The German cardinal … issued a blistering attack on the state of the Church in Germany and the “Synodal Way” ….[Müller] said these attacks on the faithful from within are coming from “secularized” parts of the Church … Now is a “time of tribulation and psychological terror,” and orthodox Catholics are being “persecuted…“Usually this has come from the outside, but now it’s from the inside, in our countries that have old Christian traditions. It’s a new situation.”

The cardinal’s words came as a plenary meeting of the “Synodal Way” was concluding last weekend. The participants voted at that meeting for a raft of dissenting notions that included same-sex union blessings; changes to the Catechism on homosexuality; the ordination of women priests; priestly celibacy to be optional in the Latin Church; and for lay involvement in the election of new bishops.

His comments also follow a spate of controversial statements from German and European prelates in recent weeks. They include Cardinal Reinhard Marx of Munich saying on Feb. 3 that priests should be allowed to marry… and Cardinal Jean-Claude Hollerich of Luxembourg arguing that the Church’s teaching on homosexuality is “false” and needed revision. [Note: Hollerich is the “Relator General,” the cardinal in charge, of the October 2023 Synod on Synodality]

Cardinal Müller…. said many of those promoting such dissenting views are “secularized people” who “want to keep the name ‘Catholic,’ to stay in the institution and take the money, but they won’t accept the teaching of the word of God….They relativize the Catholic faith, but remain with their titles: cardinals, bishops, theology professors — but in reality they don’t believe what the Church is saying…”

Similarly, he said the “LGBT” agenda that many of them support “is totally idiotic because its Neo-Gnostic mythology is absolutely against human nature, not only in a biological sense, but also in a philosophical one…”

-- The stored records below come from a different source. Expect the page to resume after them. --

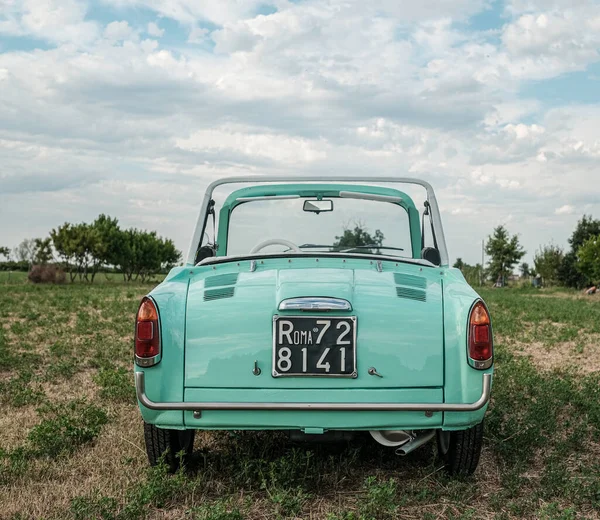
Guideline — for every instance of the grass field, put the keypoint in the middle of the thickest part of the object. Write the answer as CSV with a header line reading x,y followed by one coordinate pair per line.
x,y
71,441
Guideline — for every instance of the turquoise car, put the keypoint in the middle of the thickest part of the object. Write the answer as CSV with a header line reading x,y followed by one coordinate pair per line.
x,y
320,306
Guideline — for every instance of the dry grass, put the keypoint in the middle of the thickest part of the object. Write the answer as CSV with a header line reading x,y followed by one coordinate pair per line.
x,y
539,459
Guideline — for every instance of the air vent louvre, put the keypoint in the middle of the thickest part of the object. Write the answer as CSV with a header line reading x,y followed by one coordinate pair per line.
x,y
218,294
411,294
410,280
220,280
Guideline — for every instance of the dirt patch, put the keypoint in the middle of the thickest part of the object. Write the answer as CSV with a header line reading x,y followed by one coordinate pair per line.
x,y
15,424
112,464
569,296
583,356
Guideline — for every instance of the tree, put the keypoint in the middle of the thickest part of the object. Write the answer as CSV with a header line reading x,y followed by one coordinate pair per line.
x,y
25,251
473,274
569,273
43,251
589,259
359,238
459,264
547,262
504,252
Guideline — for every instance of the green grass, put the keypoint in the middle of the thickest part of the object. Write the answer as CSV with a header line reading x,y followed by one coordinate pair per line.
x,y
71,425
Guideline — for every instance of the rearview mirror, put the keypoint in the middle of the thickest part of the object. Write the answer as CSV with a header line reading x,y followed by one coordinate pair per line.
x,y
317,206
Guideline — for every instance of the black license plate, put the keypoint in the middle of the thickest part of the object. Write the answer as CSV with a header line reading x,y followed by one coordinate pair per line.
x,y
314,346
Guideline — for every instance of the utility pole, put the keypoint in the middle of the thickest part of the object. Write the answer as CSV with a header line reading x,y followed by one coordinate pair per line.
x,y
482,259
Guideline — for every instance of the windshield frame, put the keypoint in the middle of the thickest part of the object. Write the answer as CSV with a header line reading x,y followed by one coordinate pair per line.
x,y
336,192
325,183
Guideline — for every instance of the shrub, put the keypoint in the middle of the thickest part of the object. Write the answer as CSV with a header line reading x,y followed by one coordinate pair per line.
x,y
66,427
46,274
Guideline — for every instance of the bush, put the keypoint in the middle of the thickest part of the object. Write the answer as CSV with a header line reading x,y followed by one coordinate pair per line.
x,y
14,266
46,274
65,427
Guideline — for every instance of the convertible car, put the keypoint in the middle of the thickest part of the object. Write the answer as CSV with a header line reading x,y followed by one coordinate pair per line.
x,y
319,306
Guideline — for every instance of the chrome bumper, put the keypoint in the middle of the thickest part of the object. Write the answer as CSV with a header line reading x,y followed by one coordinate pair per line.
x,y
353,407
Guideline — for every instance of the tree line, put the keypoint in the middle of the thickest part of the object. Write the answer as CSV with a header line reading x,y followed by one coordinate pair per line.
x,y
578,267
83,250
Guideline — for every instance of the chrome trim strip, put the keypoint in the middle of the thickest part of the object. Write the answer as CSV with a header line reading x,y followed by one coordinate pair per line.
x,y
369,196
268,197
315,303
437,221
354,407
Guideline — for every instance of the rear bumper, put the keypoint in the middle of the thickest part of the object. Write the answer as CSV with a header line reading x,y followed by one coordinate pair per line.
x,y
198,407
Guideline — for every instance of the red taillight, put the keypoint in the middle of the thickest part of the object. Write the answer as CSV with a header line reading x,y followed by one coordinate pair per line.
x,y
147,337
481,348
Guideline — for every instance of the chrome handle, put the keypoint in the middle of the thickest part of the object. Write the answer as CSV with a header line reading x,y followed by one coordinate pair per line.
x,y
373,372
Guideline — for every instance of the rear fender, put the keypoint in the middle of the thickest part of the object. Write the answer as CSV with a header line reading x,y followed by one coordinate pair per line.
x,y
462,383
164,381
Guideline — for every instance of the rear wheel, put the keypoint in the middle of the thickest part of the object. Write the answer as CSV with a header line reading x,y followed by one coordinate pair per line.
x,y
460,450
161,441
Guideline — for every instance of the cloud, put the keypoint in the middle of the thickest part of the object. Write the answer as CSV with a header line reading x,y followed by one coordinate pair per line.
x,y
129,120
61,21
154,30
565,210
119,31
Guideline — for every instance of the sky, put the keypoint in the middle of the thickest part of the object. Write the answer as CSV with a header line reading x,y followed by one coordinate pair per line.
x,y
131,107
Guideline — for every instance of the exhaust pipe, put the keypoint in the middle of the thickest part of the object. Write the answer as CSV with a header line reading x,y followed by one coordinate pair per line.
x,y
391,438
419,439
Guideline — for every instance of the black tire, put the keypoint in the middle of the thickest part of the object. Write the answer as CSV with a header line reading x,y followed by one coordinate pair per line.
x,y
161,441
460,450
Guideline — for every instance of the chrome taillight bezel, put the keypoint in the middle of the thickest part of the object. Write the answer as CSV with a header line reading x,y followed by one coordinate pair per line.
x,y
146,362
475,363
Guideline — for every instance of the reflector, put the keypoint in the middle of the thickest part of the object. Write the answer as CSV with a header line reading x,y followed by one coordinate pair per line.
x,y
480,336
147,340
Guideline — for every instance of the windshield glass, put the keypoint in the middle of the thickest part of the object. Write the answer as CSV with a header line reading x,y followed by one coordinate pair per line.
x,y
350,225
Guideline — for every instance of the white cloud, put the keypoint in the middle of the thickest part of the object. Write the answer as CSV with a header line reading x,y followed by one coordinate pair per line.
x,y
119,31
54,20
363,88
154,30
565,210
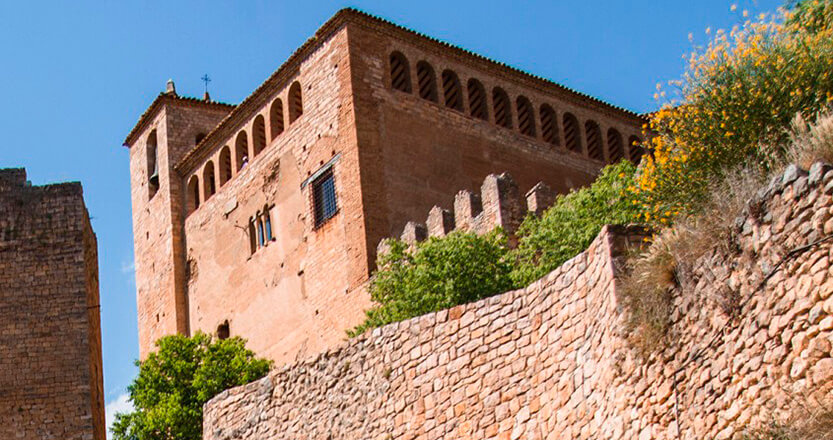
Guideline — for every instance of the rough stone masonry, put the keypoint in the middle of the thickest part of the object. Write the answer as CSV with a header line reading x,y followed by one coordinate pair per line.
x,y
550,361
50,333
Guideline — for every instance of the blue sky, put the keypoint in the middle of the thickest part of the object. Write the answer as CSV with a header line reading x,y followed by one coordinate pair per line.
x,y
76,76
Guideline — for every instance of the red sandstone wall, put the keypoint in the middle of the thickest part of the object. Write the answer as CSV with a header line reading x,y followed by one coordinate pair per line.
x,y
549,361
157,222
297,294
50,341
416,153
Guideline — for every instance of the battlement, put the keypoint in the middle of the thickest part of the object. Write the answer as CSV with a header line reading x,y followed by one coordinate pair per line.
x,y
498,204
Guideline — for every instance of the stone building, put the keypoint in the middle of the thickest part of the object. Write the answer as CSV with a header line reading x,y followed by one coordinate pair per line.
x,y
262,219
51,383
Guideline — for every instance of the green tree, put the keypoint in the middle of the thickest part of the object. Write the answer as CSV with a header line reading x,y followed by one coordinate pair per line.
x,y
574,220
437,274
177,379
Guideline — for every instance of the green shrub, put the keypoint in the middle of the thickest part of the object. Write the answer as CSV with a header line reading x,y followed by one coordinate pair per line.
x,y
736,101
437,274
574,220
176,380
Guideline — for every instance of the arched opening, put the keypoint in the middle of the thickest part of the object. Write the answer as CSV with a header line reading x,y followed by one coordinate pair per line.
x,y
400,72
572,137
153,165
223,331
241,150
193,194
210,185
549,125
635,149
594,140
225,165
452,92
477,100
259,134
526,116
276,118
502,108
427,81
267,223
296,103
252,235
615,152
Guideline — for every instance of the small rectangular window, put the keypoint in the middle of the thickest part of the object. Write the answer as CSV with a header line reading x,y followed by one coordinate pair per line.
x,y
324,198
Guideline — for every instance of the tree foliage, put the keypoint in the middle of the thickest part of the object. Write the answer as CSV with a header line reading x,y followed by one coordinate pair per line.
x,y
177,379
437,274
734,104
567,228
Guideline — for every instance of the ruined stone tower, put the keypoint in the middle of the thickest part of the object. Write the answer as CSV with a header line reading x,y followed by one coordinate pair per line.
x,y
262,219
51,383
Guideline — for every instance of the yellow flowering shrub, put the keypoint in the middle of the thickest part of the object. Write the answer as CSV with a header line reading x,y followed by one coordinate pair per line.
x,y
734,105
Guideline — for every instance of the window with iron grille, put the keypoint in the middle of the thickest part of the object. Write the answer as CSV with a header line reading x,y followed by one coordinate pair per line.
x,y
324,197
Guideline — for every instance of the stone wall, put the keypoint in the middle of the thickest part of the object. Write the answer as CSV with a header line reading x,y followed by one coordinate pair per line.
x,y
51,383
550,361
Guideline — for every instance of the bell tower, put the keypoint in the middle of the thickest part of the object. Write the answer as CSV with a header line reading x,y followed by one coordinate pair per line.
x,y
170,128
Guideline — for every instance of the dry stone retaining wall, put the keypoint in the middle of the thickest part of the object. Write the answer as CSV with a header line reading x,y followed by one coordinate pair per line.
x,y
751,333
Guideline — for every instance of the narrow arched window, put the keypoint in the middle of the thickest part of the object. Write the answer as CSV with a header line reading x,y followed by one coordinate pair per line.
x,y
635,149
549,125
241,150
296,103
477,100
427,81
572,137
259,231
400,72
225,165
594,140
252,235
502,108
153,165
267,223
526,116
276,118
615,152
193,193
259,134
451,91
210,186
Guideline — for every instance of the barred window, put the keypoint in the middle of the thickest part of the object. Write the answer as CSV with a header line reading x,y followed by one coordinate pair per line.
x,y
324,197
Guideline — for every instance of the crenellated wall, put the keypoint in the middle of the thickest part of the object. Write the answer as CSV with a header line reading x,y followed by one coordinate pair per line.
x,y
498,205
550,361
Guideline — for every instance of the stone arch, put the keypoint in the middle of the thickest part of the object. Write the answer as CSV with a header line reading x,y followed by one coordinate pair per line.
x,y
400,72
259,134
296,102
502,108
193,193
615,152
526,116
241,150
572,137
477,100
208,181
452,92
427,81
225,165
152,164
549,124
276,123
594,140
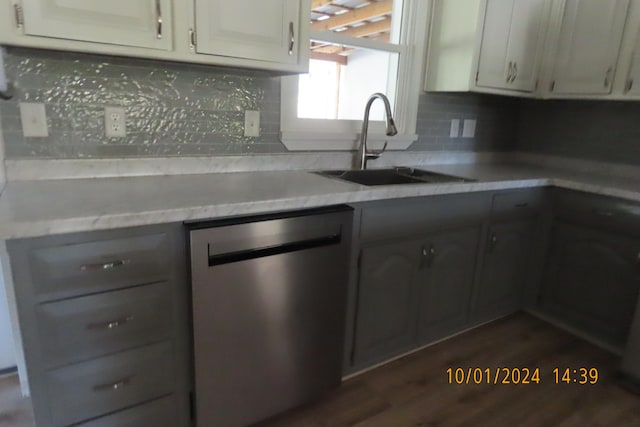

And yet he noted that this is “what they’re voting for” in the German “Synodal Way,” …even though “they cannot vote against the revealed truth and its infallible definition by the ecclesial magistery…”

He added that those pushing for these changes have no “supernatural understanding,” and what they are calling for is, in fact, a “major anti-Vatican II movement” that goes against Lumen Gentium…[and] Presbyterorum Ordinis [Vatican II’s documents on the Church and on priesthood]…

In sum, he said he believes those advocating changes such as those in the “Synodal Way” “are not reformers” but are pushing for “a deformation of the Church, a secularization of the house of the Triune God.” And he said a key problem is the desire to compromise with the world, an unwillingness to live with the tension of living the faith in today’s highly secularized society. The aim of many bishops is to be loved and respected by society…but he said they know they cannot change the faith, so they call their efforts to do this “development of doctrine” and thereby “destroy and contradict the revealed faith.”